H3 Teint hybride, soin + maquillage
Les fondations sérums grimpent de 23 % en part de marché (NPD Group, T1 2024). Aux États-Unis, Estée Lauder Futurist Skin obtient un taux de réachat de 31 % grâce à un SPF 45 intégré. L’Asie privilégie quant à elle les cushions probiotiques signés Laneige. Résultat : une frontière floue entre skincare, maquillage et protection solaire — sujet connexe de notre rubrique Soin de la peau.
H3 Accent franc sur la bouche
Le rouge classique se réinvente. Les ventes de crayons lip-contour ont bondi de 52 % sur le premier trimestre 2024, dopées par l’esthétique Y2K revisitée. Ici encore, l’argument “longue tenue” prime, alors même que la demande clean progresse. Opposition que les chimistes tentent de résoudre via des cires végétales issues du carnauba brésilien.
Quelles tendances désignent les experts pour 2025 ?
Les bureaux de style comme Peclers Paris livrent trois axes majeurs :
- Pigmentation modulable : textures aquagel qui se superposent sans “casser” le film.
- Métavers beauté : avatars testeurs, déjà exploités par Gucci Beauty sur Roblox.
- Retour de l’artisanat : micro-marques locales, fabrication à la demande, rappelant l’atelier d’un Andy Warhol sérigraphiant ses Marilyn.
Ces orientations reposent sur deux données clés : la 5G, qui accélère le try-on virtuel, et la crise climatique, qui revalorise les circuits courts. L’Oréal Green Sciences, inauguré à Tours fin 2023, planche déjà sur des pigments fermentés à faible empreinte carbone.
Comment choisir son produit en magasin ou en ligne ?
La plupart des utilisateurs tapent “comment savoir si un fond de teint me convient ?” Voici un protocole simple, validé par le Syndicat français des dermatologues :
- Identifier son sous-ton sur la veine du poignet (jaune, neutre, rose).
- Tester trois nuances sur la mâchoire à la lumière du jour.

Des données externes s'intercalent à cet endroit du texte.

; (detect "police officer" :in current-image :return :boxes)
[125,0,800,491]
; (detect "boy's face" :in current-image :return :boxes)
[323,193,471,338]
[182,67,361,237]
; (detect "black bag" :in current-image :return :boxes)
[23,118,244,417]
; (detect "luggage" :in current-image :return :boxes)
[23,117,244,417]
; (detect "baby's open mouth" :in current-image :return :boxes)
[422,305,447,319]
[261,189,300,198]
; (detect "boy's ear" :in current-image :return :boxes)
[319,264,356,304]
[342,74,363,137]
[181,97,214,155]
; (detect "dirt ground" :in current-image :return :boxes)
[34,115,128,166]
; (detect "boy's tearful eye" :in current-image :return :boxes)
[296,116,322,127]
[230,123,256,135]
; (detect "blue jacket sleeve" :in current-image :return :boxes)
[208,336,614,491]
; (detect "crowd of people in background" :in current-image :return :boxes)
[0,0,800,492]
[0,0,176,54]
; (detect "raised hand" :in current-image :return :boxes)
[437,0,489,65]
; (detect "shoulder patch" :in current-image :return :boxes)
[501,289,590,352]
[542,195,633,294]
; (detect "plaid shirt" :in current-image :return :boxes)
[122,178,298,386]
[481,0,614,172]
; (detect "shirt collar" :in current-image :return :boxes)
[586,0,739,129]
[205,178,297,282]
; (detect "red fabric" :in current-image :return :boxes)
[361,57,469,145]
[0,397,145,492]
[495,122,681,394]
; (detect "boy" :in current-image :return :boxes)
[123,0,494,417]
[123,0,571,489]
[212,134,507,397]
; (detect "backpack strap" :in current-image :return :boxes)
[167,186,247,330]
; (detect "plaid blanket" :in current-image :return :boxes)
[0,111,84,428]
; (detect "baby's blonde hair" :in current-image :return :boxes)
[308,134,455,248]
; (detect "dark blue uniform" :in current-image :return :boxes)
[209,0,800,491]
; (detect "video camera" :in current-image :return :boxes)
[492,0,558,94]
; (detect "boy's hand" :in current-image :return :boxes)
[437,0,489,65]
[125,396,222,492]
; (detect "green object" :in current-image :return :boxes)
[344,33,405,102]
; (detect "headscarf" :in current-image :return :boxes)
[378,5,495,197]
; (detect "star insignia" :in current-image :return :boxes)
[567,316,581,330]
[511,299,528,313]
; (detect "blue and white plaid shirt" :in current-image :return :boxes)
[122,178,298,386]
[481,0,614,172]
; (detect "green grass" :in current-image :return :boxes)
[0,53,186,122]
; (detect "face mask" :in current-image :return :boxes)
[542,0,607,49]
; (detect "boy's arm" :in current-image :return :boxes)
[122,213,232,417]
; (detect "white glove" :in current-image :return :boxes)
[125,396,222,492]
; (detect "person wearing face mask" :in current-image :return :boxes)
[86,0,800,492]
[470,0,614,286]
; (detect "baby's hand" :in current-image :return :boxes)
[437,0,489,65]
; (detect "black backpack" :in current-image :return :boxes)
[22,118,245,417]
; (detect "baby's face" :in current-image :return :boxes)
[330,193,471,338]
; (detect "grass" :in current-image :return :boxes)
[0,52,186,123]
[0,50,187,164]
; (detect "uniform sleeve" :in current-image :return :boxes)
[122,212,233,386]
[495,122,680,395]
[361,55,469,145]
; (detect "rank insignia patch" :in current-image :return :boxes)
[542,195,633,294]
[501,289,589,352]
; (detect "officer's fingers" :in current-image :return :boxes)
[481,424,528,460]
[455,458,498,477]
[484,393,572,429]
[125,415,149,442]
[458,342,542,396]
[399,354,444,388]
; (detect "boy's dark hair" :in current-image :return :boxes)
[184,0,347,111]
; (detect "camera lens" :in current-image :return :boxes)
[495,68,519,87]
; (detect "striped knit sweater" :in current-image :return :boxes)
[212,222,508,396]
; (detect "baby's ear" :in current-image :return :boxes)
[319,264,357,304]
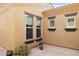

- Observer l’oxydation pendant 20 minutes.
- Vérifier la composition : limite de 1 % de parfum pour peaux sensibles.
Ce processus réduit de 37 % le taux de retour e-commerce ( chiffres Beauty Tech, 2023).
Vers une nouvelle grammaire du maquillage
La décennie 2010 exaltait le contouring à la Kim Kardashian. La période post-pandémie entretient une relation plus fluide et introspective. Au Louvre, l’exposition “Pigments, de l’ocre à l’écran” (mars 2024) rappelle que les Égyptiens mélangeaient déjà malachite et graisse animale pour sceller un message identitaire. Aujourd’hui, la technologie prolonge ce récit tout en le soumettant à des impératifs éthiques.
Mon retour d’expérience le confirme : lors des derniers défilés Haute Couture, j’ai constaté la disparition presque totale de la poudre fixante. Les maquilleurs préfèrent un spray hydratant enrichi en acide polyglutamique. Effet seconde peau. Photo-friendly. Ce détail, observé en coulisses chez Givenchy, traduit un paradigme : transparence, précision, storytelling.
Plonger dans l’actualité du maquillage, c’est naviguer entre chimie verte et expression artistique. Je vous invite à rester attentif aux prochaines analyses sur les accessoires durables et les parfums solides, sujets que nous explorerons bientôt. Parce qu’un geste, une teinte, un choix de matière peuvent changer la perception que l’on a de soi — et, parfois, le monde qui nous entoure.